Models: multiple image inference for mask-rcnn runs ~10x slower than faster-rcnn for the same image size

Created on 22 Feb 2019 · 14Comments · Source: tensorflow/models

System information

What is the top-level directory of the model you are using: object_detection
Have I written custom code (as opposed to using a stock example script provided in TensorFlow): Yes
OS Platform and Distribution (e.g., Linux Ubuntu 16.04): Linux Mint 18.3 Sylvia
TensorFlow installed from (source or binary): binary
TensorFlow version (use command below): 1.10.1
Bazel version (if compiling from source): N/A
CUDA/cuDNN version: V9.2.148/7.1.4
GPU model and memory: Quadro GV100 32 GiB
Exact command to reproduce:

Describe the problem

I successfully retrained mask-rcnn and faster-rcnn models with my own custom dataset and I want to run inference for multiple images. I modified the single image inference function from the demo with the code below. I got the following result if I used retrained faster-rcnn resnet101
frcnn-resnet101
and the following result if I used retrained mask-rcnn resnet101
mrcnn-resnet101
The following if I run with faster-rcnn inception-resnet
frcnn-inception-resnet
and the following with mask-rcnn inception-resnet
mrcnn-inception-resnet
All images have resolution of 1024x768. Please help whether this is the right behavior or not. Thanks

Source code / logs

def run_inference_for_multiple_images(images, graph):
  with graph.as_default():
        with tf.Session() as sess:
            output_dict_array = []
            dict_time = []
            for image in images:
                # Get handles to input and output tensors
                ops = tf.get_default_graph().get_operations()
                all_tensor_names = {output.name for op in ops for output in op.outputs}
                tensor_dict = {}
                for key in [
                    'num_detections', 'detection_boxes', 'detection_scores',
                    'detection_classes', 'detection_masks'
                ]:
                    tensor_name = key + ':0'
                    if tensor_name in all_tensor_names:
                        tensor_dict[key] = tf.get_default_graph().get_tensor_by_name(
                            tensor_name)
                if 'detection_masks' in tensor_dict:
                    detection_boxes = tf.squeeze(tensor_dict['detection_boxes'], [0])
                    detection_masks = tf.squeeze(tensor_dict['detection_masks'], [0])
                    # Reframe is required to translate mask from box coordinates to image coordinates and fit the image size.
                    real_num_detection = tf.cast(tensor_dict['num_detections'][0], tf.int32)
                    detection_boxes = tf.slice(detection_boxes, [0, 0], [real_num_detection, -1])
                    detection_masks = tf.slice(detection_masks, [0, 0, 0], [real_num_detection, -1, -1])
                    detection_masks_reframed = utils_ops.reframe_box_masks_to_image_masks(
                        detection_masks, detection_boxes, image.shape[0], image.shape[1])
                    detection_masks_reframed = tf.cast(
                        tf.greater(detection_masks_reframed, 0.5), tf.uint8)
                    # Follow the convention by adding back the batch dimension
                    tensor_dict['detection_masks'] = tf.expand_dims(
                        detection_masks_reframed, 0)
                image_tensor = tf.get_default_graph().get_tensor_by_name('image_tensor:0')

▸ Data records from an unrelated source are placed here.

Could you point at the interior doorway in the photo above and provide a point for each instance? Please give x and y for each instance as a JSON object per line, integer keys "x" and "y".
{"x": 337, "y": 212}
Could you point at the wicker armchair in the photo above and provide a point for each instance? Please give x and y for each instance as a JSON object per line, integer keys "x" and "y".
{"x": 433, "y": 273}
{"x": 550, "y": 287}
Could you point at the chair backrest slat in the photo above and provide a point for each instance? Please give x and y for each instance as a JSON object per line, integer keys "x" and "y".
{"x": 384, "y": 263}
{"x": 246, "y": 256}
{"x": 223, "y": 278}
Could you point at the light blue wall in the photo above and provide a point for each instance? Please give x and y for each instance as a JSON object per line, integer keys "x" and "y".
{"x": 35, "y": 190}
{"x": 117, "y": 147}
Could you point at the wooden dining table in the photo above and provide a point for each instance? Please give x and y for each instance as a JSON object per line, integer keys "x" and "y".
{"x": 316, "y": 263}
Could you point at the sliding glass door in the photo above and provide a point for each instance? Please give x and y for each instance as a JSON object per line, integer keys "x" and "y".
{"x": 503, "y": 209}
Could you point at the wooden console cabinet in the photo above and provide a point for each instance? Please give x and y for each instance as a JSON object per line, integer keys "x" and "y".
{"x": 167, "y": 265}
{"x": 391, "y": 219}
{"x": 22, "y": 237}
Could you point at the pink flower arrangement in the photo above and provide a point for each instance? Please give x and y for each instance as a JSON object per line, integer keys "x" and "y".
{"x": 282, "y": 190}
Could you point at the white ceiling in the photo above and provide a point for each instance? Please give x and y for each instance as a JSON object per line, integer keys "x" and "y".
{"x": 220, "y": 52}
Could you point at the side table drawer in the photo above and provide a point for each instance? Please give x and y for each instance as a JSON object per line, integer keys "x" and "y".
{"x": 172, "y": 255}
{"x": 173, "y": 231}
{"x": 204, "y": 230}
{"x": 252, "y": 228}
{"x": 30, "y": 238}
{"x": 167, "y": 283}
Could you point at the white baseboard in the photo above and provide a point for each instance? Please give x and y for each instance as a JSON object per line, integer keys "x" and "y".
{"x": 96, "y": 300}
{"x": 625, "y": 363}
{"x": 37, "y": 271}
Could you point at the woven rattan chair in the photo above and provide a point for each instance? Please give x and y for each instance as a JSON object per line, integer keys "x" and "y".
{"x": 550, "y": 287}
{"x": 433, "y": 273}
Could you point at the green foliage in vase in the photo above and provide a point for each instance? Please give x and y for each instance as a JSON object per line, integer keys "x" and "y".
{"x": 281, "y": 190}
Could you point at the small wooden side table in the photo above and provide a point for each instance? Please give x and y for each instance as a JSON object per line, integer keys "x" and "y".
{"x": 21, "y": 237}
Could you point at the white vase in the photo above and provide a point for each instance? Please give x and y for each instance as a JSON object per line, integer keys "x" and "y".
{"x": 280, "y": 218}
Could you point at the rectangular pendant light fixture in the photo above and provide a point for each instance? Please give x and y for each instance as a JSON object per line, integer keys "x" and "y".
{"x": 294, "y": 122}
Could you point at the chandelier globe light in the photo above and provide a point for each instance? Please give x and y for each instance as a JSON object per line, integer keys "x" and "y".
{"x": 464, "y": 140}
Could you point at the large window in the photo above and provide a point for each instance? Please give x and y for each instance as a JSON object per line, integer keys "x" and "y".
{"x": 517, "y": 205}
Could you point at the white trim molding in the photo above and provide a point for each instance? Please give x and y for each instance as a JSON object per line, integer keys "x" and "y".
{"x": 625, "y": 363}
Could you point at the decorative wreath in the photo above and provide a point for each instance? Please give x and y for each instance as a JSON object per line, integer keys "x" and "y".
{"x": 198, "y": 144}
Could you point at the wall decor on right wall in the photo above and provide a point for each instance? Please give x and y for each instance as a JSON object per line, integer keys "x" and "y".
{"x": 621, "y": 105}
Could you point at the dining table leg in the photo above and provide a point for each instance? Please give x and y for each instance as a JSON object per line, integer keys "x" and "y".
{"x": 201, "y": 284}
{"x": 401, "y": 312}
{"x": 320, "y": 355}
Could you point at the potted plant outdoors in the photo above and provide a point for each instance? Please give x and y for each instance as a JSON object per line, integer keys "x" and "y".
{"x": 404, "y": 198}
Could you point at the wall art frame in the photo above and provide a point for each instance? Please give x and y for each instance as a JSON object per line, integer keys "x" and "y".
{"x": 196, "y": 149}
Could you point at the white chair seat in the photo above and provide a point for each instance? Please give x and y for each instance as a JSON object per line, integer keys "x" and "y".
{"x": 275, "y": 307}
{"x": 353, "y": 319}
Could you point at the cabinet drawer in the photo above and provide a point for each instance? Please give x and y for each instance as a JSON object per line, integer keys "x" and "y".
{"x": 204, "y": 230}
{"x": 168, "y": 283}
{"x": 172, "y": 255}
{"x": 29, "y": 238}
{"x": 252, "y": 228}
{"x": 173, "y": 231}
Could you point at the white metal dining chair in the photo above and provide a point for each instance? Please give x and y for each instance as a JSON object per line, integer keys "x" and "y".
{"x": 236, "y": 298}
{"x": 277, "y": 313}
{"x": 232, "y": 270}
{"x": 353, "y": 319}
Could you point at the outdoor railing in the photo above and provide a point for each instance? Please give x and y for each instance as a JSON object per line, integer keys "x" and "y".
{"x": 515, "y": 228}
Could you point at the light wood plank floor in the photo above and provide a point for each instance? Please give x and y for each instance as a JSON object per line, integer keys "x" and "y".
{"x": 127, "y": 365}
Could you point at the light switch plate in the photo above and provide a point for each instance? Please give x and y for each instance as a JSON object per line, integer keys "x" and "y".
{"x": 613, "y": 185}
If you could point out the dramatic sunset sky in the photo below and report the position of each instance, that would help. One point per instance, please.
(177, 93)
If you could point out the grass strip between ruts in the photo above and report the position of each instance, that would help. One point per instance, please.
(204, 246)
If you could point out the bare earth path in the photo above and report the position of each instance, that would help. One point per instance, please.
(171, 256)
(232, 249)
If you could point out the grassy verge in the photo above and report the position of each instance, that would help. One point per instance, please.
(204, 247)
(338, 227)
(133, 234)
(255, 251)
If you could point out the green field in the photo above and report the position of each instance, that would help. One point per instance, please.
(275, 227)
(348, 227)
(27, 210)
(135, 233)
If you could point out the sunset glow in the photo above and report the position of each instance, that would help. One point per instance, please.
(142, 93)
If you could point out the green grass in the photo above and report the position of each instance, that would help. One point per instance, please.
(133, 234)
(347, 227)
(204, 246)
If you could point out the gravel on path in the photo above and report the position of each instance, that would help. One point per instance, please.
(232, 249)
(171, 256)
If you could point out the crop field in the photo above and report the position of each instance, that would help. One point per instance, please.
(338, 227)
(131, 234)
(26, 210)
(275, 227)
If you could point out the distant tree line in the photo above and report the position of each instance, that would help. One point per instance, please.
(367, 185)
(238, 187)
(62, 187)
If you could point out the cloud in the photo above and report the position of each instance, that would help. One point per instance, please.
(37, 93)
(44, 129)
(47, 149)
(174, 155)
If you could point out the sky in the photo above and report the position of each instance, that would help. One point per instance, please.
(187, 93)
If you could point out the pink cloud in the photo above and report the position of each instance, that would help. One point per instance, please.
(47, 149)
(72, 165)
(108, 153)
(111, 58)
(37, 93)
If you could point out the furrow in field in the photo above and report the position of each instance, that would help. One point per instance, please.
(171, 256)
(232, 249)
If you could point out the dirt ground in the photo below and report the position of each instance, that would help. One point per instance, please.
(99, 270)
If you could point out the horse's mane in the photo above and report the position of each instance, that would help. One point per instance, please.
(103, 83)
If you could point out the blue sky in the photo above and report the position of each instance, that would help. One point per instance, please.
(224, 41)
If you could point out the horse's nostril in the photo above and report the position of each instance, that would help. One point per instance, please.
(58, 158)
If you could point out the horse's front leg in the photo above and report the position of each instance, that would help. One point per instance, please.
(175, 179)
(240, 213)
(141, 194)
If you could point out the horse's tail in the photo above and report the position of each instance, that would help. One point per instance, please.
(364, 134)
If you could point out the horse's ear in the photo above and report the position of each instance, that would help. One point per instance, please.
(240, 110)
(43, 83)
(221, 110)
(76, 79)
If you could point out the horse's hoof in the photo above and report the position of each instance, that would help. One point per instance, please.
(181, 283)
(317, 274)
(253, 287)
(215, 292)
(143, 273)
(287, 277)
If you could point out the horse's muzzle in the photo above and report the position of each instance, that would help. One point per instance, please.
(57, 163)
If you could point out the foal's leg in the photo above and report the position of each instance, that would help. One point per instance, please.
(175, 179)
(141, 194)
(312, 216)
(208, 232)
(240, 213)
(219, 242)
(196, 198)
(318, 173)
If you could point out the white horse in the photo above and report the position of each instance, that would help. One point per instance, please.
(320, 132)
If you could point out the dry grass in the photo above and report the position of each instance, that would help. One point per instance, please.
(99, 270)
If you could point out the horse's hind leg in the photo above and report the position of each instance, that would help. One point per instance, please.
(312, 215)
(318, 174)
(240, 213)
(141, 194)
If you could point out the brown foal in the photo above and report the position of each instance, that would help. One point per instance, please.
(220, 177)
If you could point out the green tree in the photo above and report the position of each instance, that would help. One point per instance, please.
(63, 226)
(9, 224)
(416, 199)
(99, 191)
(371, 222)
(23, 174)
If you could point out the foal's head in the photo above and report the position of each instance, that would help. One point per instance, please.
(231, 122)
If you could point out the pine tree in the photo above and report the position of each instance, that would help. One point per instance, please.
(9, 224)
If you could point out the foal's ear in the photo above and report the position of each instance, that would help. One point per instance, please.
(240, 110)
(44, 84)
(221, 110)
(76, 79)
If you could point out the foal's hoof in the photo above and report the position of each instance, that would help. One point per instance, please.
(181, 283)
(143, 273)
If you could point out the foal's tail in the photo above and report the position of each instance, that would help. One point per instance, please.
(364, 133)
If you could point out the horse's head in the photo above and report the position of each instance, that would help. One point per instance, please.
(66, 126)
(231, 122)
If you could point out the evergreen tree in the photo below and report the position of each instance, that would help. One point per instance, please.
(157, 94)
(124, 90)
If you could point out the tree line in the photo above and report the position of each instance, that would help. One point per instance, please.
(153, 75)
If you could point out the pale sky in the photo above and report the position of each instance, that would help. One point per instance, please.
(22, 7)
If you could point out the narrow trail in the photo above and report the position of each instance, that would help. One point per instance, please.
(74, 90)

                # Run inference
                start = time.time()
                output_dict = sess.run(tensor_dict,
                                       feed_dict={image_tensor: np.expand_dims(image, 0)})
                end = time.time()
                print('inference time : {}'.format(end-start))

                # all outputs are float32 numpy arrays, so convert types as appropriate
                output_dict['num_detections'] = int(output_dict['num_detections'][0])
                output_dict['detection_classes'] = output_dict[
                    'detection_classes'][0].astype(np.uint8)
                output_dict['detection_boxes'] = output_dict['detection_boxes'][0]
                output_dict['detection_scores'] = output_dict['detection_scores'][0]
                if 'detection_masks' in output_dict:
                    output_dict['detection_masks'] = output_dict['detection_masks'][0]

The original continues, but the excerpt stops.